What Exactly Does Bankruptcy Do To My Lien And The Debtor's Credit? - Oct 2013

Terry Jessop & Bitner Newsletter

Issue 2, October 2013

Have you been contacted by a bankruptcy debtor who claims you are messing with his credit? How about one saying that you are obligated to release your lien because she discharged it? There seem to be two common misunderstandings about what bankruptcy does: (1) that it automatically discharges, pays off, removes, eliminates or voids liens or interests in property; and (2) that it improves one's credit or changes the debtor's prior bad credit. Neither perception is correct.

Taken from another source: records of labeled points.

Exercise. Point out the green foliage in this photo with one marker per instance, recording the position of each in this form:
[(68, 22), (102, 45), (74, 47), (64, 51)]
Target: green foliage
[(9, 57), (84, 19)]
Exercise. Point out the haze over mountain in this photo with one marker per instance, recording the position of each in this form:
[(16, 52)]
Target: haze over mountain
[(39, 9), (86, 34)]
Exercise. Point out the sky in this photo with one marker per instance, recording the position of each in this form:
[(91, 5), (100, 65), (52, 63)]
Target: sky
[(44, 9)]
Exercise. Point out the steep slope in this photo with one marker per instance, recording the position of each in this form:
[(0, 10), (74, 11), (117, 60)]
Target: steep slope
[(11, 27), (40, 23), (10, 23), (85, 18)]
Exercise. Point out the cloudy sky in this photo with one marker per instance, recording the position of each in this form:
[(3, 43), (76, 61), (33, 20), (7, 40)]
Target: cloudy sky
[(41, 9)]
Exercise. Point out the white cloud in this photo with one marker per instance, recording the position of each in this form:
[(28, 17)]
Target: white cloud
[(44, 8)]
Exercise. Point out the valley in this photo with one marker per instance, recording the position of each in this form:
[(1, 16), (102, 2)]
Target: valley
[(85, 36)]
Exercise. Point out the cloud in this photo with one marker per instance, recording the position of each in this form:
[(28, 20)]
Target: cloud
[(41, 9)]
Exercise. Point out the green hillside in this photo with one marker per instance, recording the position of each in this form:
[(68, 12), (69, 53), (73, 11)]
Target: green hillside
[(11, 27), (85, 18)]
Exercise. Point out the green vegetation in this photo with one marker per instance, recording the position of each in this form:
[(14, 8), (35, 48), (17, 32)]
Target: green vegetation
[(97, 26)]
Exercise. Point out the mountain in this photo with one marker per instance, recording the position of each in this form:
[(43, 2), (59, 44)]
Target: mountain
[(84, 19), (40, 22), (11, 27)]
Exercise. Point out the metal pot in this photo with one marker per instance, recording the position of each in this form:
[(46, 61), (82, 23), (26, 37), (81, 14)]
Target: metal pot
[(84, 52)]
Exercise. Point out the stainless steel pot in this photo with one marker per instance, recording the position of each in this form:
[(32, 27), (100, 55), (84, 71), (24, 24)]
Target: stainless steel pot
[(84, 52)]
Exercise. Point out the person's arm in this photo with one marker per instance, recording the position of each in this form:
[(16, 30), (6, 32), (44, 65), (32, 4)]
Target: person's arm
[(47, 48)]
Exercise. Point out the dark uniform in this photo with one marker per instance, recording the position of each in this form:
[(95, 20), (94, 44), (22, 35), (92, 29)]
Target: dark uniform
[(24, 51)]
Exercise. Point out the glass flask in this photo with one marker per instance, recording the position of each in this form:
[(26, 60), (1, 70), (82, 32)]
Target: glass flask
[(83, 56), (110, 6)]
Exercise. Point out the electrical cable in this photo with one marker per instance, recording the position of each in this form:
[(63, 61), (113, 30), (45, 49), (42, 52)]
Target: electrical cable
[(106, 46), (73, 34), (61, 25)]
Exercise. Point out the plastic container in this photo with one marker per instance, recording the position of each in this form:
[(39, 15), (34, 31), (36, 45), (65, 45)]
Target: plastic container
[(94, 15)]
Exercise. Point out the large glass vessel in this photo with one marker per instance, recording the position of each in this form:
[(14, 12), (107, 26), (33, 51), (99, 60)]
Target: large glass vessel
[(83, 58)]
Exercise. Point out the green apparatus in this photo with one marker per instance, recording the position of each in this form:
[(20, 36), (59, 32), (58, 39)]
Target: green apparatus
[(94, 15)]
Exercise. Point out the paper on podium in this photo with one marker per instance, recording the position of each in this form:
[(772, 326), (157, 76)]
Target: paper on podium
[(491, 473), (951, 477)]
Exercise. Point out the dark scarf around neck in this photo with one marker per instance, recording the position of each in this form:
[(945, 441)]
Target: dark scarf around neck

Your Lien Survives Bankruptcy!

We all know that a debtor, when he completes a bankruptcy, receives a discharge. What we sometimes get confused about is just what that means. Put simply, it means that any debt or obligation is eliminated. There is no further requirement to make any payment or perform under a contract. What it does not do is eliminate any property rights associated with those debts. Said another way, liens are not discharged, only debt. A debtor is no longer obligated to make automobile loan payments or house mortgage payments. That part has been discharged. However, the lien right pertaining to that security interest or trust deed is largely unaffected. The lien right survives bankruptcy and once the automatic stay has been terminated, the right can usually be exercised, including the right to repossess, foreclose or exercise self help. Since this is a general simplification, and because the laws and rules can be different depending of the type of bankruptcy filed, please make sure you consult with your bankruptcy attorney or call us for specifics of how and when you can strike.

What? No Stigma?

Historically, bankruptcy was considered the plague as far as one's credit was concerned. People avoided bankruptcy because it ruined credit, carried with it a devastating stigma and was a public or personal embarrassment. Those days are gone. Over the last twenty years, the bankruptcy stigma has been completely eliminated. In many instances, one's ability to obtain financing is actually improved by filing bankruptcy. With that improved ability to obtain credit, many people are mistakenly beginning to believe that bankruptcy actually improves one's credit and as a result, are making demands upon financial institutions to oblige that mistaken understanding by making corrections, amendments or alterations to credit reports.

You Can't Change History

The filing of bankruptcy does not create an obligation or requirement upon a financial institution to take any affirmative act to go back and change credit history. If, prior to debtor's bankruptcy, a lender reports for six months that the debtor is thirty days past due, those historical facts are not any different just because the debtor files for bankruptcy. Any new reports that an institution chooses to file during the bankruptcy, however, are still subject to the Fair Credit Reporting Act and need to be accurate. Since bankruptcy can discharge debt and because the automatic stay prevents collection, it is inaccurate to report a debt as 30 days past due if the debtor has already filed for bankruptcy. The preferred practice after receiving notice of a bankruptcy (assuming the credit report is accurate) is to leave the credit history intact and simply report the bankruptcy. If credit is reported consistently and accurately as you go there should rarely be a need to go back to amend or make changes. Nevertheless, you should consult your attorney, or us, for any specific demands that a debtor's attorney makes with respect to credit reporting.